Lucky Seven


 
 
 


These Glamorous seasonal cocktail recipes are served at the top resorts in Las Vegas. The first five are from the Bellagio, the last two from the Luxor, and Treasure Island.

Apple Frost

 A spiced up version of a kids' favorite from Bellagio

 1 oz. Woodford Reserve Bourbon
½ oz. Clear Creek Poire Williams Brandy
2 oz. Fresh pressed apple juice
1 oz. Fresh lemon sour
½ oz. Falernum syrup

Combine all ingredients in an ice filled shaker. Shake vigorously and strain over ice into a cinnamon/sugar-rimmed Collins glass. Garnish with a lemon wheel.

 

 

 

Bellagio Nog

1 ¼ oz. Captain Morgan Rum
½ oz. Hardy's VS Cognac
6 oz. Old Fashioned Egg Nog

Shake ingredients and strain into a chilled wine glass. Garnish with freshly grated nutmeg.

 

Poinsettia

3 oz. Veuve Clicquot Champagne (or your favorite Champagne)
1 oz. Strawberry Puree
½ oz. Passion Fruit Couli
½ oz. Fresh Sour

Combine all ingredients in an ice filled shaker.  Slowly "roll" ingredients and strain into a champagne flute.  Garnish with a fresh strawberry.

 

 

 

 

Hot Buttered Rum

1 ½ oz. Cruzan Single Barrel Rum
2 heaping teaspoons hot buttered rum mix (see below)*

Mix ingredients with small amount of hot water in heated coffee mug and stir well with a spoon.  Once mixed thoroughly, top off mug with hot water.  Serve with a swizzle stick.

*Hot Buttered Rum Mix
1 lb. Light brown sugar
½ lb. Salted butter
2 tsp. Ground cinnamon
2 tsp. Ground nutmeg
½ tsp. Ground allspice
1 tsp. High-quality vanilla extract
Yields approx. 1 ½ lbs.

 

Tequila Toddy

¾ oz. Gran Centenario Anejo Tequila
½ oz. Fresh agave nectar
½ Fresh lime juice
Hot water

In a heated coffee mug add above ingredients. Stir well with a spoon. Garnish with a lime wheel and a cinnamon stick.

 

 

 

 

 

Peanut Brittle

1 ¼ oz.
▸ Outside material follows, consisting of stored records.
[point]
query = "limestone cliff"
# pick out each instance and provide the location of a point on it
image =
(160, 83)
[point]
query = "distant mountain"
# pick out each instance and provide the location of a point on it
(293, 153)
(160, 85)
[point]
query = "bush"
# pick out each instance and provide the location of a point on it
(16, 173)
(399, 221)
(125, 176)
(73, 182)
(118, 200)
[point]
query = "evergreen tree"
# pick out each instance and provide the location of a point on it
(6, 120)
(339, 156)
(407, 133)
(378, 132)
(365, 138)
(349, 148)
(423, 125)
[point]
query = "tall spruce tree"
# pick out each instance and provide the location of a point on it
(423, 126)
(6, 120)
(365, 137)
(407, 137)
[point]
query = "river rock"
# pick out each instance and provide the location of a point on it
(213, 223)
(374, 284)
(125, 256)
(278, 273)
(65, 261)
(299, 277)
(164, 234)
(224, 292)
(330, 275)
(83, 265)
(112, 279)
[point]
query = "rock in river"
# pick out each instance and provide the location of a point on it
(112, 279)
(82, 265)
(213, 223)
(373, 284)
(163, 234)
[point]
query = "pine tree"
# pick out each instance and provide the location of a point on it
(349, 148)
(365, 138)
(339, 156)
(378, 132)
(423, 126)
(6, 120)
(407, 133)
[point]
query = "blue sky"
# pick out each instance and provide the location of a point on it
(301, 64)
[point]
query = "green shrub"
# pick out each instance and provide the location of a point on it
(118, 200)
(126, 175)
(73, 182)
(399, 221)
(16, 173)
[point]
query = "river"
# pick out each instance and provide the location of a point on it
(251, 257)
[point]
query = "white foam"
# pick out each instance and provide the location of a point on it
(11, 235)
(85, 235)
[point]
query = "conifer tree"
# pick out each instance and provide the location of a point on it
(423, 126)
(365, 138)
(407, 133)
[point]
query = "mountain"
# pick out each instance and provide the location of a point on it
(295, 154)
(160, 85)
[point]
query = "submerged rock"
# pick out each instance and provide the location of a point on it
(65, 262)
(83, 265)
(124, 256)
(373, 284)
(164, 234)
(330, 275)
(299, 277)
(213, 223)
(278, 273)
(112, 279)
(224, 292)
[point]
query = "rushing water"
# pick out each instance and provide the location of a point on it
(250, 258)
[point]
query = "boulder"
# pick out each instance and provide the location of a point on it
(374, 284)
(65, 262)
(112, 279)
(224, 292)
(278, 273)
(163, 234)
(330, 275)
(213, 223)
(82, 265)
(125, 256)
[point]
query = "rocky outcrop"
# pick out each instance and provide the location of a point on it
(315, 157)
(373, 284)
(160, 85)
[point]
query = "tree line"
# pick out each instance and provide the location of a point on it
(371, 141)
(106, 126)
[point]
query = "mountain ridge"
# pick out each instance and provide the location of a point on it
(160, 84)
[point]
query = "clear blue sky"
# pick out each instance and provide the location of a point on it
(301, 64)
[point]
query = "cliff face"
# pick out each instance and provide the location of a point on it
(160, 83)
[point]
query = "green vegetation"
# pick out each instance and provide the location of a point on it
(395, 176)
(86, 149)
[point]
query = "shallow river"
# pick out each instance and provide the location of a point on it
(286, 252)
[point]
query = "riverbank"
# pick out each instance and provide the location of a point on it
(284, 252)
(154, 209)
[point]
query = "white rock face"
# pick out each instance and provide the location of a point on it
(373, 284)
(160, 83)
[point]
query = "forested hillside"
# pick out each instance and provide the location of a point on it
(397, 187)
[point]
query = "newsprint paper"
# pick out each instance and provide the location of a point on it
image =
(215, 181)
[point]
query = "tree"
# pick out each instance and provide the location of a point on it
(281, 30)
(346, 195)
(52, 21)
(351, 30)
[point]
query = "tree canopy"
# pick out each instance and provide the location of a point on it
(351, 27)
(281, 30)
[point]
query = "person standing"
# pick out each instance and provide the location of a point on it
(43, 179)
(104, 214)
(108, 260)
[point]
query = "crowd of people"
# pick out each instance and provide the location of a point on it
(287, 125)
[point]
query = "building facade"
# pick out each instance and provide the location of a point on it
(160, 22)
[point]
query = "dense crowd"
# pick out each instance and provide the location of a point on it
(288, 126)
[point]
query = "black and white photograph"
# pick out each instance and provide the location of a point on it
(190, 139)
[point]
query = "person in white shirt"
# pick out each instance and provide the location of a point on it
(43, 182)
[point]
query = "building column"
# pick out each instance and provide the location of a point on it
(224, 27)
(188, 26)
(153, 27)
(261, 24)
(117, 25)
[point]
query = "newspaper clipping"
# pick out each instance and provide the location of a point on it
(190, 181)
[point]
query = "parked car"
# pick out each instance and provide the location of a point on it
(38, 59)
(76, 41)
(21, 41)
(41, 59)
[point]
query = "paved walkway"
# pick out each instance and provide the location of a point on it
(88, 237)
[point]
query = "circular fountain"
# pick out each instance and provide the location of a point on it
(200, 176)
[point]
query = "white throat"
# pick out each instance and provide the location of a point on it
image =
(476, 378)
Ketal One Vodka
¾ oz Nocello Walnut Liqueur
¾ oz Bailey's Irish Cream
¼ oz Butterscotch Schnapps
1 scoop Peanut Butter
1 oz Simple Syrup
1.5 oz Heavy Whipping Cream

Stir peanut butter with Ketal, Simple Syrup and heavy whipping cream until peanut butter dissolves.  Add remaining ingredients and shake with ice in a Boston shaker. Strain into a peanut butter rimmed chilled cocktail glass.

 

 

Virtue Martini

7 Vanilla Sugar Crystals
1 Ounce Glorious Chrysanthemum
1/3 Ounce Sweet Mochi Rice Powder
1 ½ Ounce Grey Goose Vodka

Muddle the Rice powder and Sugar Crystals, add the Glorious Chrysanthemum and the Grey Goose Vodka, add ice to shaker tin and shake.

Pour into chilled martini glass and garnish with a red rose petal.